Why would I need to set up "legal entities" to enjoy my freedom as a user of open source software, unless I'm trying to start a competing business? It's unclear to me what you have in mind. Please explain like I'm a myopic person.
The people promoting "fair" source are specifically doing so to set up legal entities---companies---in order to run a business. That's fine, but it means users of their software should include the potential endgames of those legal entities in their assessment of the software's long term viability. That frame was implicit in my original point.

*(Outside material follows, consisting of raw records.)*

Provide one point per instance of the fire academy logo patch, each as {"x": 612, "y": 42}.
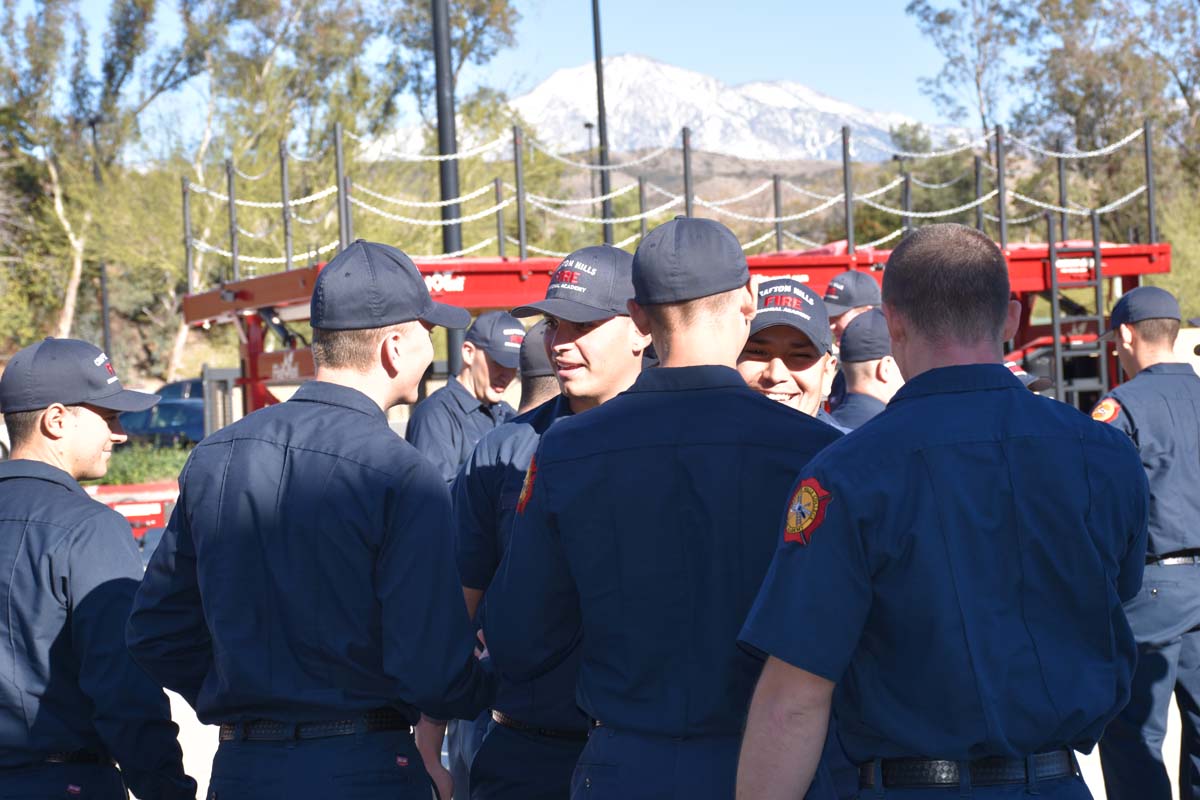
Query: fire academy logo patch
{"x": 805, "y": 511}
{"x": 1108, "y": 410}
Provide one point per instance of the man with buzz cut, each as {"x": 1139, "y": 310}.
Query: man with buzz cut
{"x": 538, "y": 732}
{"x": 643, "y": 530}
{"x": 72, "y": 702}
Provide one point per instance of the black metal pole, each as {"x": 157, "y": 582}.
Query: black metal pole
{"x": 1002, "y": 197}
{"x": 233, "y": 220}
{"x": 778, "y": 186}
{"x": 519, "y": 176}
{"x": 603, "y": 124}
{"x": 1062, "y": 191}
{"x": 847, "y": 190}
{"x": 343, "y": 210}
{"x": 285, "y": 192}
{"x": 689, "y": 197}
{"x": 978, "y": 192}
{"x": 499, "y": 217}
{"x": 1151, "y": 221}
{"x": 641, "y": 205}
{"x": 189, "y": 251}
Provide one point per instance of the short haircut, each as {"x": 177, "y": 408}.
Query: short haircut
{"x": 353, "y": 349}
{"x": 22, "y": 426}
{"x": 951, "y": 282}
{"x": 1159, "y": 330}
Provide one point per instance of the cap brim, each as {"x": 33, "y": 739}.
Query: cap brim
{"x": 453, "y": 317}
{"x": 568, "y": 310}
{"x": 126, "y": 401}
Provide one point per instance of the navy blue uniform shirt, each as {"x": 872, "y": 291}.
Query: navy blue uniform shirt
{"x": 448, "y": 425}
{"x": 856, "y": 409}
{"x": 69, "y": 569}
{"x": 307, "y": 571}
{"x": 1159, "y": 409}
{"x": 646, "y": 529}
{"x": 957, "y": 566}
{"x": 485, "y": 495}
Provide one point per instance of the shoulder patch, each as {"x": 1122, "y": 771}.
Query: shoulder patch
{"x": 805, "y": 511}
{"x": 1108, "y": 410}
{"x": 527, "y": 487}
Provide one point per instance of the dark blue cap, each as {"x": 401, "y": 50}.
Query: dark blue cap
{"x": 589, "y": 284}
{"x": 851, "y": 290}
{"x": 786, "y": 301}
{"x": 70, "y": 372}
{"x": 1144, "y": 302}
{"x": 499, "y": 335}
{"x": 685, "y": 259}
{"x": 865, "y": 338}
{"x": 534, "y": 361}
{"x": 373, "y": 286}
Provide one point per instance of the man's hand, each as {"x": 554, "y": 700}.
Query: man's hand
{"x": 430, "y": 735}
{"x": 785, "y": 733}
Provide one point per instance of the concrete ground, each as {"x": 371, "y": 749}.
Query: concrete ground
{"x": 199, "y": 744}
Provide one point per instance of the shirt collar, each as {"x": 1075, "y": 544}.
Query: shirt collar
{"x": 41, "y": 471}
{"x": 318, "y": 391}
{"x": 682, "y": 379}
{"x": 966, "y": 378}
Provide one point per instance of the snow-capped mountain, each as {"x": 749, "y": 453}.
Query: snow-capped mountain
{"x": 648, "y": 102}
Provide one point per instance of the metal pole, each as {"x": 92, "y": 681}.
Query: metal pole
{"x": 778, "y": 185}
{"x": 233, "y": 220}
{"x": 519, "y": 169}
{"x": 847, "y": 190}
{"x": 499, "y": 217}
{"x": 641, "y": 205}
{"x": 1152, "y": 224}
{"x": 343, "y": 209}
{"x": 688, "y": 192}
{"x": 603, "y": 124}
{"x": 1062, "y": 190}
{"x": 1002, "y": 198}
{"x": 189, "y": 251}
{"x": 978, "y": 192}
{"x": 285, "y": 192}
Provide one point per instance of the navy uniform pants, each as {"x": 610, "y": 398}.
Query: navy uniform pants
{"x": 627, "y": 765}
{"x": 1165, "y": 621}
{"x": 66, "y": 781}
{"x": 382, "y": 765}
{"x": 520, "y": 765}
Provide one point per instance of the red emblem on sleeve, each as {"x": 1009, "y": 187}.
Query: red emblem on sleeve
{"x": 805, "y": 511}
{"x": 527, "y": 487}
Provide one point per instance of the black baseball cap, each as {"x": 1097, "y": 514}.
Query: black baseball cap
{"x": 588, "y": 286}
{"x": 373, "y": 286}
{"x": 534, "y": 361}
{"x": 786, "y": 301}
{"x": 867, "y": 338}
{"x": 850, "y": 290}
{"x": 685, "y": 259}
{"x": 499, "y": 335}
{"x": 1144, "y": 302}
{"x": 70, "y": 372}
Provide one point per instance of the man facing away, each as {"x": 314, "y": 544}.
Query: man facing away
{"x": 643, "y": 531}
{"x": 71, "y": 698}
{"x": 304, "y": 595}
{"x": 1159, "y": 410}
{"x": 955, "y": 567}
{"x": 538, "y": 731}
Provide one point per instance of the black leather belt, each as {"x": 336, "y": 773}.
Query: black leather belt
{"x": 1174, "y": 559}
{"x": 550, "y": 733}
{"x": 984, "y": 771}
{"x": 276, "y": 731}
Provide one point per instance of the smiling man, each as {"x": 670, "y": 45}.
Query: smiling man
{"x": 447, "y": 425}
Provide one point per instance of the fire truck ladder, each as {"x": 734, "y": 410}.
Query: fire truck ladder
{"x": 1072, "y": 383}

Any sufficiently large and complex piece of software (free, nonfree, or proprietary) will eventually need some kind of inter-human organization and governance. It won't matter for a small program with complexity that can be managed inside the head of one person but, again, "fair" source as advocated by its own proponents is about software of sufficient complexity to justify legal entities owning, stewarding, guiding, and managing it.
And, IIRC, Oracle and its lawyers, when trying to digest Sun Microsystems, choked on the GPL specifically at least twice: with both MySQL and OpenOffice. The GPL's well thought out protections enabled independent institutions to form around successor forks to those projects. Would the same have been possible with a relatively new, less well thought out "fair" source license? I don't think so.